Se la pallina della roulette finisse sulla casella del numero di Mario Draghi – considerato nel Quirinal game il numero uno per antonomasia – Enrico Letta sarebbe fra i giocatori vincenti, o per lo meno fra quelli che porterebbero a casa la posta più alta.

Per tre motivi. Il primo: il segretario Pd è stato a lungo l’unico capo di partito a non bocciare la corsa del premier verso il Colle, iniziata (un po’ maldestramente) il 22 dicembre scorso con la conferenza di fine anno. Esponendosi progressivamente al sospetto di voler far cadere anzitempo la legislatura per ridisegnare i propri gruppi parlamentari, Letta ha pazientemente tenuto l’ipotesi in campo mentre tutti gli altri segretari di maggioranza la bocciavano più o meno apertamente.

Posizione che non è cambiata fino alla riunione della direzione Pd di sabato scorso, quando invece ha parlato della necessità di una figura che garantisca «stabilità nell’azione di governo», per rassicurare i suoi parlamentari: perché espressione esclude un cambio a palazzo Chigi.

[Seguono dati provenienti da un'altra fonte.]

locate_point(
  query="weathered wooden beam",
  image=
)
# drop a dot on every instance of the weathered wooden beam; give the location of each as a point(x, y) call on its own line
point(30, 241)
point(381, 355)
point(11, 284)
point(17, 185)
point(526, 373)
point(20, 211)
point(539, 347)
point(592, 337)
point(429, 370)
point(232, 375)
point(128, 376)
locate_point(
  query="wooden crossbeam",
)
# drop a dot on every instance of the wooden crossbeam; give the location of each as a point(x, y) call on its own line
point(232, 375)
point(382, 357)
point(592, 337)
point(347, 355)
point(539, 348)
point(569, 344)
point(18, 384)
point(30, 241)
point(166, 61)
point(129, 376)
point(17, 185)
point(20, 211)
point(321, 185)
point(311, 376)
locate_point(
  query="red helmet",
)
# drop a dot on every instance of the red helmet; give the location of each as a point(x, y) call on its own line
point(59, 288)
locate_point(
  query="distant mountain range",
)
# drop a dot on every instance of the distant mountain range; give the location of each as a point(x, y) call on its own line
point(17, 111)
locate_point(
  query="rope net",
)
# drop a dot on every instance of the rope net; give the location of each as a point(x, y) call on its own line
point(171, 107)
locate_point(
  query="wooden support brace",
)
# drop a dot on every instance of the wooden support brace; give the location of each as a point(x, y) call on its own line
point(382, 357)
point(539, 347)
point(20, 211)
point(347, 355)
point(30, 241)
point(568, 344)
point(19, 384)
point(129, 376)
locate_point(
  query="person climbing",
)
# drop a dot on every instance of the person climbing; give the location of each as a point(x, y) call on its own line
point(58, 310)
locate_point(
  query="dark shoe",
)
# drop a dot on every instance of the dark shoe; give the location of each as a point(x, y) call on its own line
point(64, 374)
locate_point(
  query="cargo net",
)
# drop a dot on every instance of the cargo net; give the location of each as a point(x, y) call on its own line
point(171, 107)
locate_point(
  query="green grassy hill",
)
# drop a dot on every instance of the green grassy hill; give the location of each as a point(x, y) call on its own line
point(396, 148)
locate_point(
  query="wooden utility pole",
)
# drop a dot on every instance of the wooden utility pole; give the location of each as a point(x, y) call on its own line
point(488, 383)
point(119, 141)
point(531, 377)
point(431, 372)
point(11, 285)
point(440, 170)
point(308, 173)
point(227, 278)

Il secondo motivo: Letta non teme il voto anticipato, ma neanche lo vuole provocare.

Eppure è sempre più convinto che al Colle l’unica elezione a larga maggioranza, e la meno dolorosa per il Pd, sia proprio quella di Draghi. Eccezion fatta per la rielezione di Sergio Mattarella, che però al momento non sarebbe gradita alla Lega. Solo scegliendo Draghi, dunque, si eviterebbero i temutissimi scossoni di un’elezione con una maggioranza diversa da quella del governo, che è la precondizione per mantenere la legislatura in piedi. Il terzo motivo, infine, è un ragionamento mai fatto in chiaro, ma che circola fra i dirigenti più vicini al segretario: con l’ex capo della Bce al Qurinale finisce la stagione dei «tecnici», e dopo lo scampolo finale della legislatura, la palla dell’azione di governo torna alla politica. 

Torna la dialettica fra destra e sinistra, quella di un «paese normale». Finisce, è la convinzione, la stagione delle intese bipartisan e della responsabilità ad oltranza del Pd, stagione di poche luci e molte ombre. «Se diventiamo la protezione civile della politica, diventiamo il partito del potere. E se siamo il partito del potere, noi moriamo», sono le parole di Letta nel primo discorso da segretario. Anche se questo dovesse significare mandare il centrosinistra all’opposizione. Ma Letta, che ha riportato il Pd ad essere il primo partito, almeno nei sondaggi, è convinto di vincere le elezioni.